In der öffentlichen Wahrnehmung hängt Ihnen aber schon an, dass die Zuschauer zu erkennen glauben, ob Sie mit Lust oder Unlust spielen. Sie selbst verspüren wahrscheinlich immer Lust.
So ist es, und deswegen betreibe ich auch diesen Sport. Ich zwinge mich nicht dazu, habe Spaß dabei. Aber jeder hat seinen Blickwinkel, das kommt nicht nahe an mich ran. Die eine Person findet mich gut, die andere mag mich als Spielertypen nicht – daher konzentriere ich mich auf mich selbst.
Wo sehen Sie sich in der Teamhierarchie mit Ihren 28 Jahren?
Ich sehe das locker. Wenn auf meiner Position jüngere Spieler dabei sind, gebe ich denen Tipps, pusche sie auch, dass sie sich nicht verstecken. Auf dem Platz gibt es für mich kein Alter, sondern nur Qualität. Das gebe ich den jungen Spielern mit: Ihr müsst euch nicht zurückhalten. Wie Brajan Gruda (Mainz, ist als Trainingsgast dabei, d. Red.) nach einer Bundesligasaison hier aufspielt, das begeistert mich. Und für mich selbst: Da ich ein gewisses Alter habe, versuche ich, die Mannschaft mit meiner Qualität mitzuziehen.
Wäre Gruda einer für Bayern? Das Gerücht gibt es bereits.
(lacht) Da habe ich ein paar Insiderinfos, die erzähle ich aber nicht. Wichtig für seine Entwicklung ist: Er muss Spielzeit bekommen, egal wo. Klar, man passt sich dem Niveau an und lernt. Er muss seine Chancen abwägen.

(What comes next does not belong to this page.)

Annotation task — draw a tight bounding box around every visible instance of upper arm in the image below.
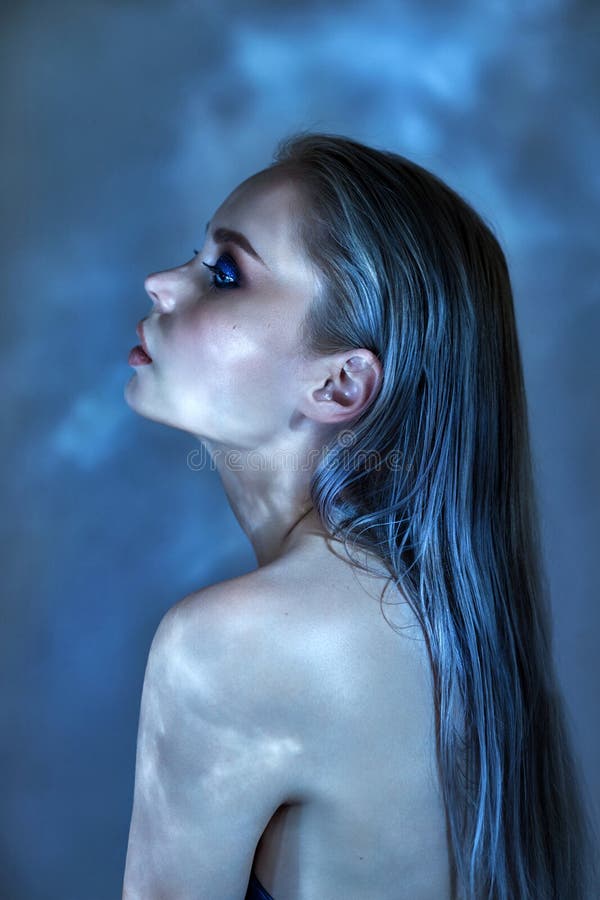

Neuer Bayern-Trainer wird Vincent Kompany. Sie haben mit ihm bei Manchester City gespielt. Gab es seit seiner Verpflichtung und Vorstellung in München Kontakt?
Wir hatten ein kurzes Telefonat. Ich hab ihn beglückwünscht und ihm gesagt, ich freue mich darauf. Wir haben ein wenig gequatscht, es war ein Update, wie es einander geht. Jetzt bin ich hier bei der Nationalmannschaft, weitere Details besprechen wir später.
Was für ein Typ ist er gemäß Ihrem Erleben?
Er will vorangehen, ist ein absoluter Leader, so war er als Spieler, und so hat er es auch von seinen Mitspielern erwartet. Jetzt sind wir seine Spieler und sollen schnellen Fußball mit viel Mut spielen und dominieren. Wenn er uns das eintrichtert, wird es gut funktionieren.
Dachten Sie damals schon, dass Kompany mal Trainer wird?
Von der Art und Weise, wie er als Spieler war – ja. Er hat das auch früh kommuniziert, dass das sein Plan ist. Als wir noch zusammenspielten, saß er schon immer am Laptop und hat Spiele angeschaut und analysiert. Die Trainerausbildung hatte er da schon angefangen. Er hat zu mir gesagt, er wird mal mein Trainer, ich habe gekontert, dass das nicht passieren wird (lacht), jetzt ist es leider passiert. Mich freut es, dass er bei einem Topclub der Trainer und ich in seiner Mannschaft sein darf.